Le soleil est entier. Une orange placée au-dessus de l’arène.
Les peaux des visages vont rougir, imperceptiblement d’abord.
Le bras de la cheffe ramasse le souffle de la terre et le lance au ciel. Deux mesures à vide pour prévenir les oliviers et l’azur que dans quelques secondes, un combat, ici, se livrera. Sur un rythme impair, trois temps d’un côté, deux de l’autre. Toute la colline est prévenue. Un geste – tessera, pinte – et l’orchestre s’élance. D’abord les tambours, les bendirs et les saxos ténor. Ils partent à l’assaut de l’asymétrie. Une bascule sans cesse en quête d’égalité et qui, à défaut de la trouver, retombe toujours sur l’autre pied. Un rythme inarrêtable. Un battement infatigable. Puis et les voix s’en mêlent. Elles rejoignent les cuivres et les cordes pour escalader la première rangée de notes. Bientôt elles dévaleront à leur tour sur les courbes des mesures qui défilent.
Un galop de sons caresse les roches calcaire.
Les oliviers frémissent. Le vent se lève. Les passants s’assoient.
« Gallo negro » dit l’océan, « gallo rojo » répond le chant.
Et la bataille commence. L’un est debout et fier. L’autre s’avance, courageux. L’un est mur, l’autre éclaboussure. « Gallo negro » dit l’histoire. « Gollo rojo » dit l’espoir. Et les deux se font face.
Est-ce que la victoire appartient toujours au vainqueur ?
L’un est grand, il attaque en premier. L’autre vaillant se battra jusqu’au bout. Dans l’arène en ruines, au pied des dieux bien trop hautains pour daigner se lever, les deux se jettent dans la poussière et la renverse. La main de la cheffe résiste. L’orchestre aussi. Il avance à pas précis.
L’un est debout, l’autre est à terre, l’un écrase l’autre, l’autre mange poussière. « Gollo negro » dit l’histoire, « Gallo rojo » dit l’espoir. La main retient la course effrénée des musiciens. Il faut garder le rythme, ne pas s’emballer, retenir, retenir les chevaux, ne laisser aucune chance aux croyances antiques de gâcher la musique. Les paroles du chant racontent tout du combat. « Si le premier gagne, le jour s’éteindra. Si le second s’en sort, d’autres chanteront encore. » Entre silence et pulsation, entre galop et suspension, entre roches anciennes et béton frais, le soleil les regarde tous. Les peaux rougissent. Une goutte de sueur s’écrase en plein cœur de Filopappou. Il faut changer de rythme. La main de la cheffe aimante tous les regards.

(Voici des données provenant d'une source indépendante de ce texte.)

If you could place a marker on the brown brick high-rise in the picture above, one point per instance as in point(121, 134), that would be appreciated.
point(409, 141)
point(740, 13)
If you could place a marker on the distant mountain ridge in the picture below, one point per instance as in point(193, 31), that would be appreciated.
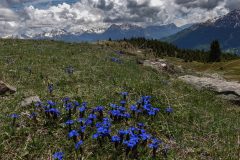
point(115, 32)
point(226, 29)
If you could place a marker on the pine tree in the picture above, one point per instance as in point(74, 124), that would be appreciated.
point(215, 52)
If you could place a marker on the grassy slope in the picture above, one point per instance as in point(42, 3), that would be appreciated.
point(203, 126)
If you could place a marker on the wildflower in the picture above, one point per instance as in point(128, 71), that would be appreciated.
point(92, 116)
point(50, 88)
point(66, 100)
point(116, 140)
point(165, 150)
point(140, 125)
point(113, 105)
point(69, 107)
point(38, 104)
point(58, 155)
point(124, 94)
point(54, 112)
point(78, 144)
point(154, 145)
point(81, 120)
point(88, 122)
point(82, 129)
point(51, 103)
point(145, 136)
point(82, 111)
point(169, 110)
point(76, 103)
point(123, 103)
point(33, 115)
point(69, 70)
point(99, 108)
point(95, 136)
point(14, 116)
point(69, 122)
point(73, 134)
point(133, 108)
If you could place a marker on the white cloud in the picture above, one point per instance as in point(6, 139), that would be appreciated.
point(97, 13)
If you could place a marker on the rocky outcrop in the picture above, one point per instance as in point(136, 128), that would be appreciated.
point(30, 100)
point(227, 90)
point(6, 88)
point(161, 65)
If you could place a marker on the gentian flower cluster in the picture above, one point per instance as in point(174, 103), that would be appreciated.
point(83, 122)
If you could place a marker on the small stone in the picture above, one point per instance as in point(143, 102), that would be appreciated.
point(225, 89)
point(30, 100)
point(6, 88)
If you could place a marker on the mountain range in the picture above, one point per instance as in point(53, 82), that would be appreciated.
point(225, 29)
point(115, 32)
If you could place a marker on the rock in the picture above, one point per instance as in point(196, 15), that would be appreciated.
point(225, 89)
point(6, 88)
point(30, 100)
point(160, 65)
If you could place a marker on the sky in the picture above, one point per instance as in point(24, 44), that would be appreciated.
point(36, 16)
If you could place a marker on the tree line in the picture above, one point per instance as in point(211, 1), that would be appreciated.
point(161, 49)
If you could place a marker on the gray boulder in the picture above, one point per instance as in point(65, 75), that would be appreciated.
point(30, 100)
point(226, 89)
point(6, 88)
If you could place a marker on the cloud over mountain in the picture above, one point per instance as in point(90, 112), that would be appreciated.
point(35, 16)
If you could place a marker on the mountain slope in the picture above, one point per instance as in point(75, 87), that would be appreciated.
point(116, 32)
point(226, 29)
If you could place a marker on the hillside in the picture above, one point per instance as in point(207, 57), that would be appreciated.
point(201, 125)
point(225, 29)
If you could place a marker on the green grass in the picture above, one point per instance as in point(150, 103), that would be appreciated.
point(202, 126)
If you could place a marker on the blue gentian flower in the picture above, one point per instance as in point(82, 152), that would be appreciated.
point(78, 144)
point(50, 88)
point(33, 115)
point(81, 120)
point(51, 103)
point(123, 102)
point(14, 116)
point(82, 109)
point(88, 122)
point(113, 105)
point(140, 125)
point(99, 108)
point(66, 100)
point(38, 104)
point(169, 109)
point(115, 139)
point(151, 113)
point(82, 129)
point(54, 111)
point(69, 122)
point(58, 155)
point(124, 93)
point(145, 136)
point(73, 133)
point(69, 106)
point(155, 143)
point(76, 103)
point(133, 108)
point(95, 136)
point(92, 116)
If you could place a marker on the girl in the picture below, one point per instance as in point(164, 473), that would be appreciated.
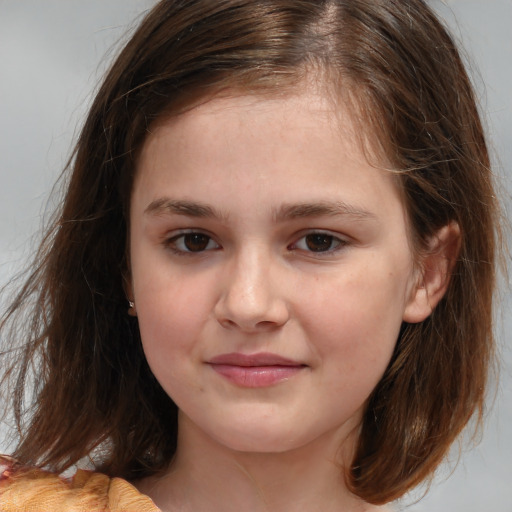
point(270, 283)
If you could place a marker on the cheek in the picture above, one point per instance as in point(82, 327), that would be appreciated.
point(358, 317)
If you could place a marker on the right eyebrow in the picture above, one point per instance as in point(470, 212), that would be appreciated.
point(166, 205)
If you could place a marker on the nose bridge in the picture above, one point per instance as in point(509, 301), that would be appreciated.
point(251, 298)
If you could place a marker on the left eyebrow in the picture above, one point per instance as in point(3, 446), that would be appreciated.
point(322, 209)
point(166, 205)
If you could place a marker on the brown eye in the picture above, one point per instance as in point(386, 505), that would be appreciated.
point(196, 242)
point(319, 242)
point(189, 243)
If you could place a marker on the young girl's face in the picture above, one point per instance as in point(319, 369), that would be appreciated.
point(270, 267)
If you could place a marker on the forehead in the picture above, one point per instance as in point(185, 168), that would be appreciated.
point(265, 150)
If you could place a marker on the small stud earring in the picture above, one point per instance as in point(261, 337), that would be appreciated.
point(131, 309)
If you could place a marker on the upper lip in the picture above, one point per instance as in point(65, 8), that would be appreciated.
point(259, 359)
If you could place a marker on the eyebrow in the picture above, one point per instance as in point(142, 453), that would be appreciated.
point(285, 212)
point(322, 209)
point(166, 205)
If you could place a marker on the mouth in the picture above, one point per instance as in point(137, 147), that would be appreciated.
point(255, 370)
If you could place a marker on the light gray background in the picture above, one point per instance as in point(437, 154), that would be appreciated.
point(51, 55)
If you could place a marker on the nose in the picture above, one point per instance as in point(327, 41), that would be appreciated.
point(252, 297)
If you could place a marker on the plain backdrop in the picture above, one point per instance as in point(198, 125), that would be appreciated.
point(51, 56)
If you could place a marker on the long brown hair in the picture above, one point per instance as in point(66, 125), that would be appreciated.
point(94, 392)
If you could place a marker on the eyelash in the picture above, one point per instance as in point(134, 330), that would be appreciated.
point(334, 243)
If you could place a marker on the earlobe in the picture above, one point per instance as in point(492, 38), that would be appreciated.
point(128, 290)
point(434, 275)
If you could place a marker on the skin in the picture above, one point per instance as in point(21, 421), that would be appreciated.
point(300, 250)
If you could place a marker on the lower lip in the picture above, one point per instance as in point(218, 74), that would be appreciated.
point(256, 376)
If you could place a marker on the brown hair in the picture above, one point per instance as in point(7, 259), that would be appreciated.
point(93, 387)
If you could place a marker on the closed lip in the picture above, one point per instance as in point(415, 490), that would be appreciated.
point(247, 360)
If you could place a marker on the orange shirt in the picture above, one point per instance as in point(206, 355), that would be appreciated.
point(35, 490)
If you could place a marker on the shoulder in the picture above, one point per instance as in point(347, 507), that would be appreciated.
point(35, 490)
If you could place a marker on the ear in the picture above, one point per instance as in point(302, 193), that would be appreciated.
point(128, 290)
point(434, 273)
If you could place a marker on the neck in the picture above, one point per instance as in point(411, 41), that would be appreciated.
point(208, 476)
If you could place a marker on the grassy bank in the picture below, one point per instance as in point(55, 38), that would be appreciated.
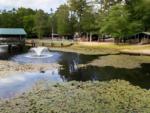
point(78, 97)
point(100, 48)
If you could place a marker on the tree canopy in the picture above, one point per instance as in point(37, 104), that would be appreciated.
point(117, 18)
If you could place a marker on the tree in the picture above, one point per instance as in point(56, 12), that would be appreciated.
point(40, 23)
point(140, 10)
point(63, 26)
point(78, 8)
point(118, 24)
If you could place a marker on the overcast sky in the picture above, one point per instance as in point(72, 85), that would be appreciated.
point(34, 4)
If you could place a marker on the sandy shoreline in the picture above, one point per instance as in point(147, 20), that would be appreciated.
point(10, 68)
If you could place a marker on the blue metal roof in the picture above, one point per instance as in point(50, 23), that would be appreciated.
point(12, 31)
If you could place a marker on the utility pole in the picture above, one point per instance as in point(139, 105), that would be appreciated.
point(52, 35)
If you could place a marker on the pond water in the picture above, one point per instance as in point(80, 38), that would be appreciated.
point(19, 83)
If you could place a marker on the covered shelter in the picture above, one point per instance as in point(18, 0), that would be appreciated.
point(12, 36)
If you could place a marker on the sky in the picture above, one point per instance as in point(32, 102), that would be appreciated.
point(46, 5)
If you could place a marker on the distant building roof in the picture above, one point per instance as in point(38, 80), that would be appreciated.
point(12, 31)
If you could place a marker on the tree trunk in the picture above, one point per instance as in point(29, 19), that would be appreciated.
point(90, 37)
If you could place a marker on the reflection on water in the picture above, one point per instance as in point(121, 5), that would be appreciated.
point(18, 83)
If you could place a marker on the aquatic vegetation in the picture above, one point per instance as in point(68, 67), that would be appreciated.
point(116, 96)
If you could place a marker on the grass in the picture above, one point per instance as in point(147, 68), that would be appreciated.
point(115, 96)
point(101, 48)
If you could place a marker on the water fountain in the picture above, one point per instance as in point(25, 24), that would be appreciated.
point(39, 52)
point(37, 55)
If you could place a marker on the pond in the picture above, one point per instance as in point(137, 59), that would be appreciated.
point(106, 69)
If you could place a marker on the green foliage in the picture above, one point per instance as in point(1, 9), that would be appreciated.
point(62, 16)
point(117, 18)
point(118, 24)
point(41, 20)
point(115, 96)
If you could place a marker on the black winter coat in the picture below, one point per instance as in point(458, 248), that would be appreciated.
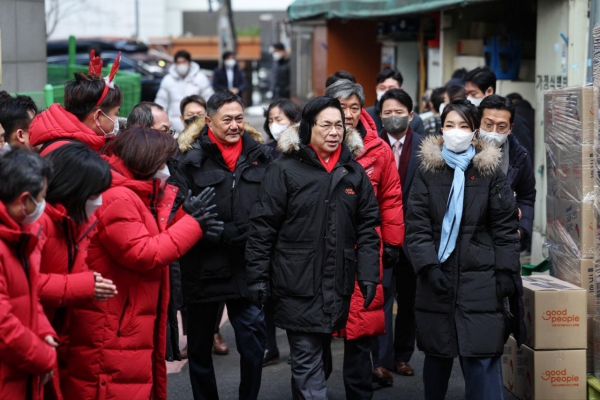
point(469, 320)
point(216, 271)
point(312, 234)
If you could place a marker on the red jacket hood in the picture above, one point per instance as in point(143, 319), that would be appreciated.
point(58, 123)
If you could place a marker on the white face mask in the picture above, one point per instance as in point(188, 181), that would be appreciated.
point(182, 69)
point(457, 140)
point(474, 101)
point(115, 130)
point(497, 139)
point(36, 214)
point(92, 205)
point(163, 174)
point(277, 129)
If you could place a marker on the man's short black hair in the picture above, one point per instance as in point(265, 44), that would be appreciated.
point(220, 98)
point(387, 73)
point(497, 102)
point(397, 94)
point(142, 114)
point(14, 114)
point(338, 76)
point(483, 78)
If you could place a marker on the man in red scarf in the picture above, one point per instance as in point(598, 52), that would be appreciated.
point(219, 152)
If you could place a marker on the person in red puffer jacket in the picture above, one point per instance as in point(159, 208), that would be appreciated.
point(89, 116)
point(378, 161)
point(74, 192)
point(117, 348)
point(27, 341)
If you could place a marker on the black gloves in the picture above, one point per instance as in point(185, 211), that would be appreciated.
point(505, 285)
point(391, 255)
point(438, 281)
point(367, 288)
point(258, 293)
point(199, 205)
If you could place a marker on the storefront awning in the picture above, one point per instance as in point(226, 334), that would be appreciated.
point(354, 9)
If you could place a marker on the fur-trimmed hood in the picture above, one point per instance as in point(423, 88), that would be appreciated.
point(289, 140)
point(192, 132)
point(487, 160)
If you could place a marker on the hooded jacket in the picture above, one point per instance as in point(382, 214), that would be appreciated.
point(174, 88)
point(24, 356)
point(377, 159)
point(469, 319)
point(215, 270)
point(117, 347)
point(313, 234)
point(56, 123)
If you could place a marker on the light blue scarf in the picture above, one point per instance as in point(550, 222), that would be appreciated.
point(454, 207)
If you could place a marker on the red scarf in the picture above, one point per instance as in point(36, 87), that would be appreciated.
point(230, 153)
point(333, 159)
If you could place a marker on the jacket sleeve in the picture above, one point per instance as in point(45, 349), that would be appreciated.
point(526, 192)
point(126, 238)
point(504, 222)
point(20, 347)
point(265, 220)
point(419, 239)
point(59, 290)
point(367, 239)
point(389, 196)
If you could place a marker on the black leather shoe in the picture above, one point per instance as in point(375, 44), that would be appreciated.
point(271, 357)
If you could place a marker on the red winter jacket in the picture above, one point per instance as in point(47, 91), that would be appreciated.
point(57, 123)
point(378, 161)
point(65, 279)
point(117, 347)
point(24, 356)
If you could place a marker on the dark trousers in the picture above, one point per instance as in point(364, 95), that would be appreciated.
point(249, 326)
point(307, 352)
point(358, 378)
point(271, 330)
point(406, 287)
point(483, 377)
point(382, 346)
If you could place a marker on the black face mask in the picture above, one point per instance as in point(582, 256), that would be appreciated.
point(191, 120)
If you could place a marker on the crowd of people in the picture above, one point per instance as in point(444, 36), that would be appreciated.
point(110, 225)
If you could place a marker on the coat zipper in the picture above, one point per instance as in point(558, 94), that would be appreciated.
point(122, 316)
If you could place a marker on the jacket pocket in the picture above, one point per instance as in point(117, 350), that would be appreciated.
point(349, 271)
point(293, 270)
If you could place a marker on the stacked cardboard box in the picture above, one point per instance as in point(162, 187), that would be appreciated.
point(552, 363)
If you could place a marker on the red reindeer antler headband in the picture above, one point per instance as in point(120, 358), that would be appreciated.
point(96, 70)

Ena, dio, treya, tessera, pinte,
montée diatonique,
tous à l’unisson,
do ré ré# mi
et l’on passe en six/huit.
Le balancier soudain devient régulier et ce qui est fascinant à cet instant-là, c’est que l’égalité du rythme, après tant de secousses, semble totalement décalé. Le balancement pourtant cette fois est parfaitement droit, mais la trace qu’a laissé l’impair, juste derrière, le rend terriblement plein. Délicieusement plein.
Les dieux se sont levés Que se passe-t-il, disent-ils. La mer répond À votre avis, vous n’en avez vous vraiment aucune idée ? Pourtant ils le savent bien qu’ils n’y pourront jamais rien, les dieux, d’empêcher les humains de chanter leur soif de liberté. Les paroles se font plus précises. « Jamais gallo rojo ne se rendra à moins d’être mort. »
Les voix, les bouzoukis, les cuivres et les peaux dévalisent la brise.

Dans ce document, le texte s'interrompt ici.